3. In the testing phase, use the trained RNN model on the test set to predict the variables at each timestep for the hold-out individuals. For instance, you use data from timesteps 1 to predict timestep 2, then use timesteps 1 and 2 to predict timestep 3, and so on, up until the last timestep. The model is used to make predictions one step ahead at a time, utilizing the actual observed data up to that point for the test individuals.
- During this phase, you calculate the MSE for the predictions. If you're testing for Granger causality, you would calculate the MSE for predictions with all variables included and then compare it with the MSE for predictions with the potential causal variable omitted (the input feature dropout during testing). Separate model for each variable missing will have to be trained.
## Causal Graph
**T-test:** a statistical test used to compare two groups and determine if they are different from each other in a statistically significant way. In this context, it is used to determine whether the difference in prediction errors (ΔMSE) between two variables is significant or just due to random chance.
- Outputs the p-value and t-statistic. The t-statistic is calculated as the difference between the sample mean and the null hypothesis mean, divided by the standard error of the mean. A larger absolute value of the t-statistic suggests a greater deviation from the null hypothesis, implying stronger evidence for a significant difference between groups.
**p-value:** a number between 0 and 1 that tells you how likely it is to observe your data (or something more extreme) if the null hypothesis is true. Null Hypothesis: This is a default assumption that there is no effect or no difference. In this case, the null hypothesis would be that one variable does not cause changes in another.
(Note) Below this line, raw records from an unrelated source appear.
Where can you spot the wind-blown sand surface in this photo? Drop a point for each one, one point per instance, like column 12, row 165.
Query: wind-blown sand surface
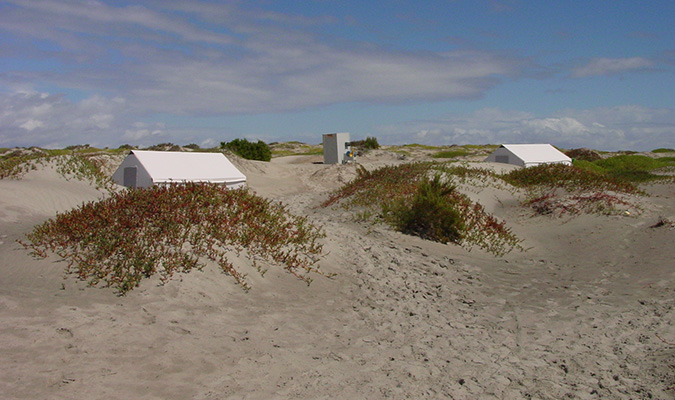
column 586, row 312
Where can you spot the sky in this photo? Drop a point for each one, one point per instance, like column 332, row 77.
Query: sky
column 592, row 73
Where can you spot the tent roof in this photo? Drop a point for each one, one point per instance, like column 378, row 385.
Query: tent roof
column 531, row 153
column 171, row 166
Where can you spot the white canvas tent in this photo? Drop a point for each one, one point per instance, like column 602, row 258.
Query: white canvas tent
column 146, row 168
column 528, row 155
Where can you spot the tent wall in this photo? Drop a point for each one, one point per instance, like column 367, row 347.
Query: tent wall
column 503, row 155
column 143, row 179
column 528, row 155
column 337, row 148
column 159, row 168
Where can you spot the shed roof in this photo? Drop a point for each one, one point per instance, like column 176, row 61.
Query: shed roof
column 537, row 153
column 171, row 166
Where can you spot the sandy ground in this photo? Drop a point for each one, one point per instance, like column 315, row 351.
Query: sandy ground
column 585, row 313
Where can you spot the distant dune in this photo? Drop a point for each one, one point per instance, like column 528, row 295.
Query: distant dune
column 587, row 311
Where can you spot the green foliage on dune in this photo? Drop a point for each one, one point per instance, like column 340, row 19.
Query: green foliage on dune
column 167, row 229
column 405, row 197
column 81, row 163
column 251, row 151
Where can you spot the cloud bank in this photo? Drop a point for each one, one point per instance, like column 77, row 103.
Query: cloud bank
column 613, row 128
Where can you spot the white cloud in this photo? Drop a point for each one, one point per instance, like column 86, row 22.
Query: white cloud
column 611, row 66
column 34, row 118
column 613, row 128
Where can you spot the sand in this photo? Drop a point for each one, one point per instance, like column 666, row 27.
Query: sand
column 586, row 312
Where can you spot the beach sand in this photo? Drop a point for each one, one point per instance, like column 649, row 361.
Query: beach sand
column 585, row 313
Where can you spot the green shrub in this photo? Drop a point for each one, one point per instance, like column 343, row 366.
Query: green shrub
column 390, row 190
column 431, row 214
column 550, row 176
column 166, row 229
column 370, row 143
column 588, row 166
column 583, row 154
column 251, row 151
column 635, row 168
column 451, row 154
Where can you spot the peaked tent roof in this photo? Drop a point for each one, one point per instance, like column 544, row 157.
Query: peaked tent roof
column 172, row 166
column 537, row 153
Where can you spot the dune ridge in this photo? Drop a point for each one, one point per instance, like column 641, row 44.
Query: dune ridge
column 585, row 312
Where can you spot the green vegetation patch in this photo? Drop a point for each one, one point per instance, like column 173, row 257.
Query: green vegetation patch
column 370, row 143
column 137, row 233
column 85, row 164
column 451, row 153
column 570, row 178
column 251, row 151
column 585, row 189
column 406, row 198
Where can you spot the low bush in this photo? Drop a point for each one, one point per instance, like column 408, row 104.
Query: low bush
column 551, row 176
column 399, row 194
column 583, row 154
column 370, row 143
column 163, row 230
column 451, row 154
column 431, row 214
column 251, row 151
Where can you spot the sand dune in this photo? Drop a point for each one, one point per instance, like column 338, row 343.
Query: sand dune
column 585, row 312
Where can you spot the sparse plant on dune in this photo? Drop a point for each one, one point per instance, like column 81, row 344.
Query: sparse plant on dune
column 555, row 189
column 430, row 214
column 163, row 230
column 402, row 194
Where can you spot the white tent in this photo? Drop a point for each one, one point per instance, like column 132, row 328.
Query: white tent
column 146, row 168
column 528, row 155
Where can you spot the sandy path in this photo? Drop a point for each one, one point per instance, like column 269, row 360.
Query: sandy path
column 580, row 315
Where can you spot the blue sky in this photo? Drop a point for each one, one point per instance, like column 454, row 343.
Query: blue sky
column 591, row 73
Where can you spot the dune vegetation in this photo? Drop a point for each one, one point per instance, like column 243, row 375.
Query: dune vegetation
column 405, row 197
column 137, row 233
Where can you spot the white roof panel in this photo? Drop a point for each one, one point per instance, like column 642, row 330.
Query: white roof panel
column 533, row 153
column 168, row 166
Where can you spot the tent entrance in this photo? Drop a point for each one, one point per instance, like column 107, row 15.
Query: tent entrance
column 130, row 177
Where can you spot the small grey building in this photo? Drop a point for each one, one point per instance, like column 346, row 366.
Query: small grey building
column 337, row 148
column 528, row 155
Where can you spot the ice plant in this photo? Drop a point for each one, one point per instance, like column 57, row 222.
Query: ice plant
column 167, row 229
- A small p-value (typically less than 0.05) means that the data observed is very unlikely under the null hypothesis. This suggests that the observed data (like a significant ΔMSE) is not just a coincidence.
- A large p-value means that the observed data is more likely under the null hypothesis, suggesting that any observed differences could just be due to random chance.
For each variable pair, conduct a T-test on the ΔMSE calculations. If the p-value generated is less than the threshold, then you add the directed edge in the graph (indicating Granger causality) with weight of the t-statistic.
:thumbsdown: One problem is that with limited history, GC may detect edges between variables in both directions when there shouldn't be. Also, GC will detect edges for indirect causes in both directions. These are false positives.
**Post-processing steps:**
1. Orient bidirectional edge: If E(X|Y) < E(Y|X) remove Y → X, else remove X → Y. The direction with the bigger effect is regarded as the causal direction (use t-statistic).
2. Remove indirect edge: If the effect of X → Y is smaller than that of any edge on an alternative path, then X is likely an indirect cause of Y, so remove X → Y.
:thumbsdown: The problem with the post-processing steps is that we still have to find a proper DAG. A proper DAG is one that matches the DAG that the data was generated from. A good model will take in that data and reconstruct the DAG properly with the same edge connections. We need to find quantitative measures of evaluating and computing the accuracy of the causal graphs.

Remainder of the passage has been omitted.